Don't stifle initiatives to revive city It seems...


January 13, 2001

Don't stifle initiatives to revive city

It seems Baltimore always finds a reason to stifle development and avoid evolving into a first-class city. The latest possible casualty is the proposal for apartments at the Stanbalt Building ("Tax break mix-up halts apartment conversion," Dec. 29).

It is painfully obvious to me that the developer attempted to abide by the city's rules. He achieved the minority and women-owned subcontractor requirements outlined by the PILOT agreement.

The lone stumbling block was that one subcontractor was from out of town. Did the developer knowingly try to pull one on the city and cheat its citizens out of thousands of dollars? I sincerely doubt that is the case.

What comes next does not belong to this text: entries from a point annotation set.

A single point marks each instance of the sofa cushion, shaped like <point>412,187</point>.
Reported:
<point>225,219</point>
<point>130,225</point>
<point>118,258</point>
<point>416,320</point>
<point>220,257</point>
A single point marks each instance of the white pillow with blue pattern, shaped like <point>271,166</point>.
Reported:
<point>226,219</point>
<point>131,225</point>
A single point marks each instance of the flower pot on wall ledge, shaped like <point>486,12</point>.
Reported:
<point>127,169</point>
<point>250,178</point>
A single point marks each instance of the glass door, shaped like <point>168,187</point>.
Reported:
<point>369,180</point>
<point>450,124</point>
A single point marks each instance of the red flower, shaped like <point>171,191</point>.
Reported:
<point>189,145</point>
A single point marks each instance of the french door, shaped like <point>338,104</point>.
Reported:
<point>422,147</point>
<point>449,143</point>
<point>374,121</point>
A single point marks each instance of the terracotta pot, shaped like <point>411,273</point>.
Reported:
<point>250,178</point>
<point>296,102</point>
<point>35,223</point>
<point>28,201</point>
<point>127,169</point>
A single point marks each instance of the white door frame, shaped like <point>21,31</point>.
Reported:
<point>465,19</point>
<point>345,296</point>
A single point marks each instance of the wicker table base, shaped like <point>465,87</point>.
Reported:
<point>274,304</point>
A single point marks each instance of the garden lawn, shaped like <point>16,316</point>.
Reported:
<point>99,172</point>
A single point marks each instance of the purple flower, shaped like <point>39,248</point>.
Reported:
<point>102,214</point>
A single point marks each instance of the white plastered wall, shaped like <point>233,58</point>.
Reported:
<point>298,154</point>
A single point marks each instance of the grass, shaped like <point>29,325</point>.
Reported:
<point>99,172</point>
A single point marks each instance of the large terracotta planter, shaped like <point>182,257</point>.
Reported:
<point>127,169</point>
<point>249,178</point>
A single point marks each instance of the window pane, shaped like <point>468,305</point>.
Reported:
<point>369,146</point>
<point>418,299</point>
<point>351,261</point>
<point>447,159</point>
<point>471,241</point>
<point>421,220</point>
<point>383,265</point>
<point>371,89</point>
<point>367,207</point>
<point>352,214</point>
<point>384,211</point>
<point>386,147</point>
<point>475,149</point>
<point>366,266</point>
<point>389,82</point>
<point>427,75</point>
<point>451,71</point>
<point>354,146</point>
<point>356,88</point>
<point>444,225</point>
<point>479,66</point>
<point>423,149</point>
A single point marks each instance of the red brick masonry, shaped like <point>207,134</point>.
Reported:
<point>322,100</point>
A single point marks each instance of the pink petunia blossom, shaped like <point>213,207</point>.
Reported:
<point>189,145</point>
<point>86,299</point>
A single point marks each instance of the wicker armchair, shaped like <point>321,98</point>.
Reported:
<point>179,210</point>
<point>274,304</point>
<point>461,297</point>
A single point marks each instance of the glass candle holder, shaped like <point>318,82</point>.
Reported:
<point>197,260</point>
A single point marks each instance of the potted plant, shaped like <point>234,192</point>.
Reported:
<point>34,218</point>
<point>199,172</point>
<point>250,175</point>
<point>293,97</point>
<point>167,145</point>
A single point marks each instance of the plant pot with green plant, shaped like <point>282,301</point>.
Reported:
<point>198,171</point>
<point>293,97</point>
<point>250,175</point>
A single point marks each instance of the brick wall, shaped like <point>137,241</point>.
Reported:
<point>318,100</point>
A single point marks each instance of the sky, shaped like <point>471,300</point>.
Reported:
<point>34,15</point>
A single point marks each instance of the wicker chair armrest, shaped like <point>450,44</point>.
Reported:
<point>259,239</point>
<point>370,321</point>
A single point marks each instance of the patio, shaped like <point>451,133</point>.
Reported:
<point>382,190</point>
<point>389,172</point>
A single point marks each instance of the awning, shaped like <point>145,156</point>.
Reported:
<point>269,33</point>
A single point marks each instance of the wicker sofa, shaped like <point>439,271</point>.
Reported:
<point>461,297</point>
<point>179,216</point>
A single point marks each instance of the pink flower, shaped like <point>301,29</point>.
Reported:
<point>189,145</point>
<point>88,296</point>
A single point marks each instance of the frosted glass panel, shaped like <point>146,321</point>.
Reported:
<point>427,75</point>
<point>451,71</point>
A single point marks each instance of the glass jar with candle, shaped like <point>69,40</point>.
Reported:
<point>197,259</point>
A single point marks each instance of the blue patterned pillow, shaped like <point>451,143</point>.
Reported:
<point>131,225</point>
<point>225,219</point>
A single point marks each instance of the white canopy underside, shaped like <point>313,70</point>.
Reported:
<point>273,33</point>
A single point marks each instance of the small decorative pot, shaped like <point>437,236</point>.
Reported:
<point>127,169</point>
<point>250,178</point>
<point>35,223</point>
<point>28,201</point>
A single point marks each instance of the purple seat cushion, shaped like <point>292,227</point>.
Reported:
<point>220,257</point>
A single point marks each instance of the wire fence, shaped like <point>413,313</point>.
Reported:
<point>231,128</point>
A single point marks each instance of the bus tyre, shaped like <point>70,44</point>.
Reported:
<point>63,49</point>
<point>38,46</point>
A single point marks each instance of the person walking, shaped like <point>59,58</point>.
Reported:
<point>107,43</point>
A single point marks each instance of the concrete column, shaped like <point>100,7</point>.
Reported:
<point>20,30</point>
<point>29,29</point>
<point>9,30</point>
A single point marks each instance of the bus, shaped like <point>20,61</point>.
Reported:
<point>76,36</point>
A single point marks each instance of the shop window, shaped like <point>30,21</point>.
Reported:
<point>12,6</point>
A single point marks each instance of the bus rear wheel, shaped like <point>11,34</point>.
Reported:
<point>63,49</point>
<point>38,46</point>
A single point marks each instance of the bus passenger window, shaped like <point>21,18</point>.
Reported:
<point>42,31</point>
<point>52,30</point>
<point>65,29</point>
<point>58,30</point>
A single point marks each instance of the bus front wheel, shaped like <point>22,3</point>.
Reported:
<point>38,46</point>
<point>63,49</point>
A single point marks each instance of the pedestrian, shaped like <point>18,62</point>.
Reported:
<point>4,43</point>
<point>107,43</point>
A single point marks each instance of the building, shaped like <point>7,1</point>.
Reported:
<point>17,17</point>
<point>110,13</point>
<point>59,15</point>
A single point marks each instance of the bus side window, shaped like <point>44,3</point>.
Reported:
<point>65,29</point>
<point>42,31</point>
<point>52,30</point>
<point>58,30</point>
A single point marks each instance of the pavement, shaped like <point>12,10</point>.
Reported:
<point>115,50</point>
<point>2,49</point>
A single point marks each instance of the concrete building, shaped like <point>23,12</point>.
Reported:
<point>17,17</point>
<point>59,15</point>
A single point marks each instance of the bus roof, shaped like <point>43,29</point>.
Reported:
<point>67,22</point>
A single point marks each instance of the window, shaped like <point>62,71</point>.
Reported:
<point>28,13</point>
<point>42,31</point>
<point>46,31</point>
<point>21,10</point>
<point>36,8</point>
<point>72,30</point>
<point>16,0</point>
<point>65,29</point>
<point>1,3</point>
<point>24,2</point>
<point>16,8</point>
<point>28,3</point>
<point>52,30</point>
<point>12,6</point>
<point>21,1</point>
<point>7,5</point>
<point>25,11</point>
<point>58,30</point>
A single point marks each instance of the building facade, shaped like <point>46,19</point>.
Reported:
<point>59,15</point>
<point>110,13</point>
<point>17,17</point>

What is the real cost of this stumbling block?

We lose the revenue generated by the residents of 200 apartments. We lose the opportunity to inject the energy of an additional 200 families into our now-desolate business district. We lose the opportunity to take 200 commuters off the road.

But, most important, we lose the opportunity to show real estate developers that Baltimore is a good place to do business.

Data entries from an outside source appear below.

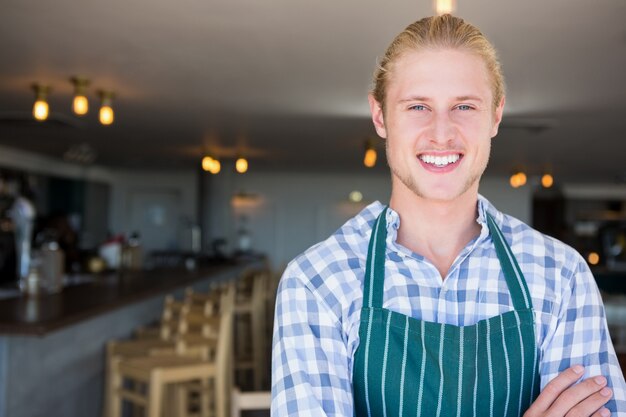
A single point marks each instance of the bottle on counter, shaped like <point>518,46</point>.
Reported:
<point>132,253</point>
<point>52,266</point>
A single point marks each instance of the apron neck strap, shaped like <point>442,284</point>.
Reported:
<point>512,273</point>
<point>373,284</point>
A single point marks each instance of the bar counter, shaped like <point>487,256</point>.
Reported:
<point>52,347</point>
<point>95,295</point>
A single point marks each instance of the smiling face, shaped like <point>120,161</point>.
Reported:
<point>438,120</point>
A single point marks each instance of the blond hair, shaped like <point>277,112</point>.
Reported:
<point>439,32</point>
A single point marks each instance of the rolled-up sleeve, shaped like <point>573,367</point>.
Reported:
<point>579,335</point>
<point>310,371</point>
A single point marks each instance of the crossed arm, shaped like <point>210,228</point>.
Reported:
<point>311,379</point>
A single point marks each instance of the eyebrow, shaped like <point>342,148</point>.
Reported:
<point>426,99</point>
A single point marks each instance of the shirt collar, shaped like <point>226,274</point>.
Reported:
<point>393,219</point>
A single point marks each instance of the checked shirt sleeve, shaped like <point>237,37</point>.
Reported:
<point>580,336</point>
<point>310,371</point>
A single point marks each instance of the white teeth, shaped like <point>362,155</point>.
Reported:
<point>440,161</point>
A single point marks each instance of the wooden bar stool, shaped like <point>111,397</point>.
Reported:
<point>253,400</point>
<point>178,318</point>
<point>201,363</point>
<point>250,310</point>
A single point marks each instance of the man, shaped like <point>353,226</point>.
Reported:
<point>440,305</point>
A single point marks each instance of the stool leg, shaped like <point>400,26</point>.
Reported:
<point>115,384</point>
<point>155,393</point>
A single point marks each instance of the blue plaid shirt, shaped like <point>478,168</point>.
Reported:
<point>320,296</point>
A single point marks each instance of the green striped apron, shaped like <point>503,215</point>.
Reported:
<point>408,367</point>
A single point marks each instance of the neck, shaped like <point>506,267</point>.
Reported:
<point>435,229</point>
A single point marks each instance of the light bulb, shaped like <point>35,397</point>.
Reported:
<point>106,115</point>
<point>40,110</point>
<point>355,196</point>
<point>370,157</point>
<point>241,165</point>
<point>207,163</point>
<point>80,105</point>
<point>547,181</point>
<point>593,258</point>
<point>216,166</point>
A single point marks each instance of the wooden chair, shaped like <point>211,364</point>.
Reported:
<point>253,400</point>
<point>178,318</point>
<point>203,365</point>
<point>250,310</point>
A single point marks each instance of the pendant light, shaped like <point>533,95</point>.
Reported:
<point>518,179</point>
<point>241,165</point>
<point>369,160</point>
<point>547,180</point>
<point>41,108</point>
<point>80,104</point>
<point>211,165</point>
<point>106,114</point>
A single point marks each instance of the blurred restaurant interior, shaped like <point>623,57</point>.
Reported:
<point>219,139</point>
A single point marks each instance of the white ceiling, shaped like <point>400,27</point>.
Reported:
<point>285,82</point>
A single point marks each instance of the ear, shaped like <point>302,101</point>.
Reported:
<point>377,116</point>
<point>497,117</point>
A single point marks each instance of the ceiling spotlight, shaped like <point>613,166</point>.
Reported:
<point>369,160</point>
<point>80,105</point>
<point>445,6</point>
<point>241,166</point>
<point>215,167</point>
<point>211,165</point>
<point>207,163</point>
<point>518,179</point>
<point>40,108</point>
<point>547,180</point>
<point>106,111</point>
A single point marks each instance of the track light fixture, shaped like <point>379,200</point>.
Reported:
<point>80,104</point>
<point>41,108</point>
<point>106,114</point>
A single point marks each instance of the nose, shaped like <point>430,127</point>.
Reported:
<point>442,128</point>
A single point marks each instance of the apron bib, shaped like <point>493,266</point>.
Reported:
<point>408,367</point>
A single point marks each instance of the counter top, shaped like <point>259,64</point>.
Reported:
<point>37,316</point>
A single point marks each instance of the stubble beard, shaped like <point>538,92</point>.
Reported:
<point>410,183</point>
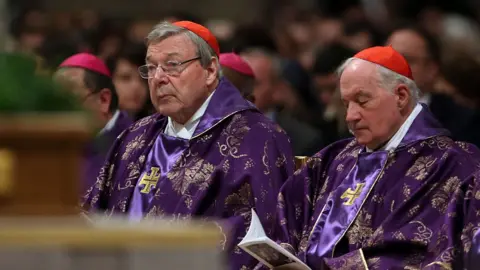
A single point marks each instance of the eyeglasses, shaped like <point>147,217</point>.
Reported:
<point>172,68</point>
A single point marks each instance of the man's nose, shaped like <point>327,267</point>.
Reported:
<point>160,76</point>
<point>352,114</point>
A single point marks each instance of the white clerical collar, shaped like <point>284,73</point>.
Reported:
<point>187,130</point>
<point>402,131</point>
<point>111,123</point>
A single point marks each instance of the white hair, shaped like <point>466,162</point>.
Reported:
<point>165,30</point>
<point>388,79</point>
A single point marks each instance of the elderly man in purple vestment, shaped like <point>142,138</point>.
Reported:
<point>400,195</point>
<point>89,77</point>
<point>207,153</point>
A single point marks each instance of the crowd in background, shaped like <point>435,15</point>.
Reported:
<point>294,58</point>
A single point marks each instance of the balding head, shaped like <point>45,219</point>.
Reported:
<point>375,107</point>
<point>422,53</point>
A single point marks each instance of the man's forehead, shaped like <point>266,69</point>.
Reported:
<point>177,45</point>
<point>406,39</point>
<point>358,78</point>
<point>71,74</point>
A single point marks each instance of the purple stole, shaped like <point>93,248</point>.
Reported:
<point>156,168</point>
<point>344,203</point>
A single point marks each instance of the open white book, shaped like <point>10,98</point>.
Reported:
<point>264,249</point>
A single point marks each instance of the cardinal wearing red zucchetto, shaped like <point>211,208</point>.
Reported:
<point>399,195</point>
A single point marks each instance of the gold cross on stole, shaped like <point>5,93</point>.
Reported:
<point>150,180</point>
<point>352,195</point>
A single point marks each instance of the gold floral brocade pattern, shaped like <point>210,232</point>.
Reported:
<point>421,167</point>
<point>234,133</point>
<point>196,172</point>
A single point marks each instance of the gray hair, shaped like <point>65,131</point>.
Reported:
<point>165,30</point>
<point>388,79</point>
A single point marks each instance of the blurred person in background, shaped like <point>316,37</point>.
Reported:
<point>297,110</point>
<point>138,30</point>
<point>358,36</point>
<point>266,67</point>
<point>89,78</point>
<point>461,69</point>
<point>239,73</point>
<point>29,30</point>
<point>132,89</point>
<point>207,153</point>
<point>325,77</point>
<point>423,53</point>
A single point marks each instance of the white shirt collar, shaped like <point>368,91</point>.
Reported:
<point>111,123</point>
<point>426,98</point>
<point>402,131</point>
<point>187,130</point>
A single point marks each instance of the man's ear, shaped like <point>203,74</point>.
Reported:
<point>105,98</point>
<point>403,95</point>
<point>212,71</point>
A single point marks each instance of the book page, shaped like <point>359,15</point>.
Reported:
<point>264,249</point>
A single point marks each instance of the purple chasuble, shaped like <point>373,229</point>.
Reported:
<point>236,160</point>
<point>96,151</point>
<point>410,208</point>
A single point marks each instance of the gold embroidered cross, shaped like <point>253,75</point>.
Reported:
<point>150,180</point>
<point>352,195</point>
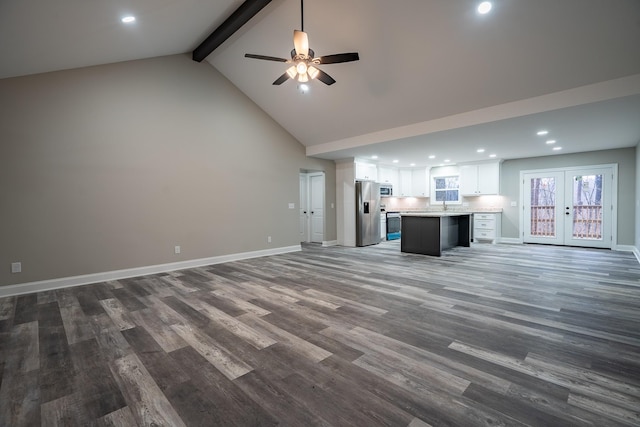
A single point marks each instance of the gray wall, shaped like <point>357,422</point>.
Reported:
<point>626,160</point>
<point>637,199</point>
<point>110,167</point>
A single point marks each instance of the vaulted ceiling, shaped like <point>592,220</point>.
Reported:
<point>434,76</point>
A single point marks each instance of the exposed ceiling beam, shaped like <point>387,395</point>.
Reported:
<point>241,16</point>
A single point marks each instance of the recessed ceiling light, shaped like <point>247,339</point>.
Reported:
<point>484,7</point>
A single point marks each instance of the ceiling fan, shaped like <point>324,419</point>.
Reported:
<point>303,62</point>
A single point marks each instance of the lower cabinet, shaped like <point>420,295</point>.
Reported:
<point>486,227</point>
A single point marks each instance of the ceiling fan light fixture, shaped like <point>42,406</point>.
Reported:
<point>313,72</point>
<point>292,72</point>
<point>301,67</point>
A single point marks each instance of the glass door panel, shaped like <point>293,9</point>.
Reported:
<point>589,212</point>
<point>542,219</point>
<point>571,207</point>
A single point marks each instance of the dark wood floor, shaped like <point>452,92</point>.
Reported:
<point>488,335</point>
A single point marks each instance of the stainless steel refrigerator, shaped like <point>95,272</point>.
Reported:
<point>367,213</point>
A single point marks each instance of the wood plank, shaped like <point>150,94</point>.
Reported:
<point>218,356</point>
<point>148,404</point>
<point>488,335</point>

City leaders need to coax real estate developers back into town by making the development process easier and more predictable.

I applaud the efforts made by H&S Properties, Struever Bros. Eccles & Rouse and the Cordish Company to bring jobs, entertainment and businesses back to the city. These efforts help the city grow -- and if a city isn't growing, it's dying.

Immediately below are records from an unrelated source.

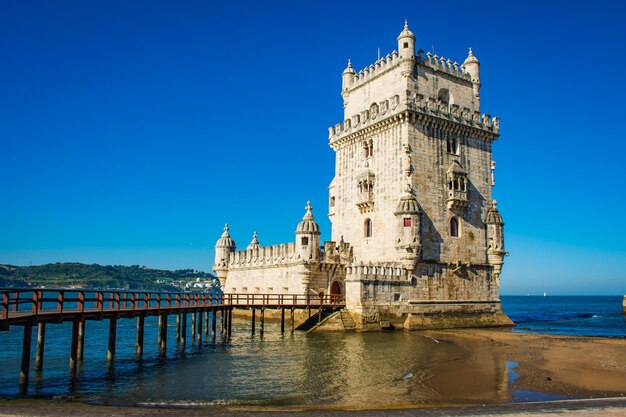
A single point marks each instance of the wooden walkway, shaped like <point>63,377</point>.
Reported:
<point>30,307</point>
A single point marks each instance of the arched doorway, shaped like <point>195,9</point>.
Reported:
<point>335,288</point>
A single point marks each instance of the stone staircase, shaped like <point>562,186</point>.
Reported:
<point>314,320</point>
<point>349,324</point>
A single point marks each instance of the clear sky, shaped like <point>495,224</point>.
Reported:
<point>131,131</point>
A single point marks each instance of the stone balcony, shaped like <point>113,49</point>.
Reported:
<point>457,199</point>
<point>365,201</point>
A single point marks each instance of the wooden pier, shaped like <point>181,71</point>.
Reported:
<point>40,307</point>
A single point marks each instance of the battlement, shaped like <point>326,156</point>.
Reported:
<point>377,272</point>
<point>392,60</point>
<point>428,106</point>
<point>439,63</point>
<point>261,256</point>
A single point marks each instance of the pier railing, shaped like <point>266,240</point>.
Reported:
<point>32,303</point>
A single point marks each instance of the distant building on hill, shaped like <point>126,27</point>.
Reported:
<point>417,240</point>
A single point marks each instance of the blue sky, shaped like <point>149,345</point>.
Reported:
<point>132,131</point>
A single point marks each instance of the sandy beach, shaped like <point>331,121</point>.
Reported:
<point>589,373</point>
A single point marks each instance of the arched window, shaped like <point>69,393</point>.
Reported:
<point>454,227</point>
<point>367,228</point>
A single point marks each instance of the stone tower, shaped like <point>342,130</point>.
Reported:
<point>417,241</point>
<point>413,182</point>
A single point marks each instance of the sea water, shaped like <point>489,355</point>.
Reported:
<point>349,369</point>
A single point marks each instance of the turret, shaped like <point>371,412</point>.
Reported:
<point>308,236</point>
<point>408,222</point>
<point>347,77</point>
<point>255,242</point>
<point>495,239</point>
<point>406,42</point>
<point>472,67</point>
<point>223,249</point>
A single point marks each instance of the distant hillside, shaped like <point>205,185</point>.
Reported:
<point>72,274</point>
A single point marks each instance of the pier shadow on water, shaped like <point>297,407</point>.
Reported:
<point>299,369</point>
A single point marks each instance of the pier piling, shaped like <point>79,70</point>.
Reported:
<point>178,328</point>
<point>25,369</point>
<point>282,320</point>
<point>74,345</point>
<point>230,322</point>
<point>112,338</point>
<point>199,331</point>
<point>193,326</point>
<point>41,341</point>
<point>183,330</point>
<point>140,330</point>
<point>81,340</point>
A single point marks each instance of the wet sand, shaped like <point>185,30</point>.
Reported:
<point>566,366</point>
<point>546,367</point>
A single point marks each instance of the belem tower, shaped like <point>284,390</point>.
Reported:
<point>417,241</point>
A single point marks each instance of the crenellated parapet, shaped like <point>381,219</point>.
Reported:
<point>264,256</point>
<point>442,64</point>
<point>377,272</point>
<point>374,70</point>
<point>383,112</point>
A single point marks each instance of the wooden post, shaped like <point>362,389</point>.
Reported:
<point>25,370</point>
<point>262,320</point>
<point>162,331</point>
<point>193,326</point>
<point>41,341</point>
<point>140,330</point>
<point>112,338</point>
<point>282,320</point>
<point>81,340</point>
<point>178,328</point>
<point>183,330</point>
<point>199,331</point>
<point>74,345</point>
<point>230,322</point>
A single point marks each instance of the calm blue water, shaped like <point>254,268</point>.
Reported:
<point>352,369</point>
<point>567,315</point>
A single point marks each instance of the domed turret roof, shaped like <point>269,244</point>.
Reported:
<point>349,69</point>
<point>255,242</point>
<point>406,32</point>
<point>308,224</point>
<point>225,241</point>
<point>471,59</point>
<point>493,215</point>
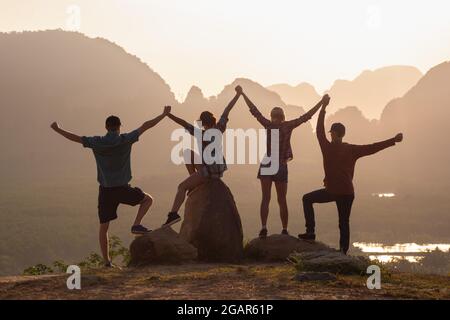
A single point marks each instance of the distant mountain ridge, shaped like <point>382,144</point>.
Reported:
<point>370,91</point>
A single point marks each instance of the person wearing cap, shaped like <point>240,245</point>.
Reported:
<point>280,176</point>
<point>200,171</point>
<point>339,159</point>
<point>112,154</point>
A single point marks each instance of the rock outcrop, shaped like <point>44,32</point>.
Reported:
<point>162,246</point>
<point>212,223</point>
<point>279,247</point>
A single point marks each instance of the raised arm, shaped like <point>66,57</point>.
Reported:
<point>232,103</point>
<point>189,127</point>
<point>66,134</point>
<point>255,112</point>
<point>369,149</point>
<point>320,129</point>
<point>305,117</point>
<point>153,122</point>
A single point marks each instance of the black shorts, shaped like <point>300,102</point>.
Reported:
<point>110,198</point>
<point>280,176</point>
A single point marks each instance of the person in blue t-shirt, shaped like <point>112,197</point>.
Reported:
<point>112,154</point>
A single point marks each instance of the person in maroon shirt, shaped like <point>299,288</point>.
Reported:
<point>339,159</point>
<point>278,122</point>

I wish the government would keep that in mind the next time they threaten to kill a valuable development project.

Jeffrey H. Ratnow, Baltimore

City's visitors need hub

Kudos to The Sun for a fresh idea: kiosks at gateway locations to downtown Baltimore, Westport and the travel plaza ("City needs gateways to maximize tourism," editorial, Dec. 29). Kiosks would help introduce tourists to the great attractions we have to offer. But I suggest we need to think bigger.

We need to think of the proposed tourist center as a hub, a beehive of activity, in the center of things, from which tourists fan out east to Fells Point and Canton, west to the B&O Railroad Museum and the Mount Clare Mansion, south to the Cross Street Market and Fort McHenry and north to Mount Vernon, the Great Blacks in Wax Museum and the Baltimore Museum of Art.

The tourist center needs to be furnished with racks of brochures promoting restaurants and lodging, historic sites and public transit. In addition, it needs short-term parking, not just for tour buses but for guests who arrive by car.

It should have computer-assisted facilities for making hotel and dinner reservations and maps of parking facilities, along with exciting graphics to grab visitors' attention. The center also needs restrooms, ATM and change machines and a ticket vendor.

As a regular volunteer at the "temporary" visitors center at the Inner Harbor, I know that most visitors know very little about what Baltimore has to offer.

If we are to keep them here for more than a few hours, we need a visitors center that is engineered for convenience and steeped in information they can use.

To support this hub there must be free shuttle service to long-term parking and cheap shuttle service to the four points of the compass to permit visitors to get out into the city with ease. Vital to the success of this hub will also be adequate signage throughout the Inner Harbor and downtown directing visitors to the center.

Isaac C. Lycett Baltimore

State must find a way to insure all

The Maryland Citizens' Health Initiative has always been based on one overriding premise: that all Marylanders have the right to quality, comprehensive and affordable health care.

We are committed to proposing a "Health Care for All" plan to secure this right, while allowing freedom of choice for doctors and other health-care providers to operate without undue interference from third parties.

How we achieve this goal is up for discussion. Many of us feel the most efficient and equitable way to achieve universal health care is through a single-payer system.

However. as The Sun has reported, because the federal waivers needed to adopt such a system will be impossible to obtain under a Bush administration, I do not think we can realistically propose a single-payer plan in Maryland ("Single-payer quest abandoned," Dec. 20).

With help from policy and legal experts from the Johns Hopkins School of Public Health, the University of Maryland School Of Law and the Georgetown University School of Medicine, we will come up with a Maryland-specific plan for health care for all that is economically and politically viable.

And, with the more than 1,000 religious, community, labor and health-care organizations from across Maryland that have signed our "Declaration of Health Care Independence," we will make universal health care a defining issue in the state in the years to come.

Dr. Peter Beilenson, Baltimore

The writer is president of the Maryland Citizens' Health Initiative and Baltimore's health commissioner.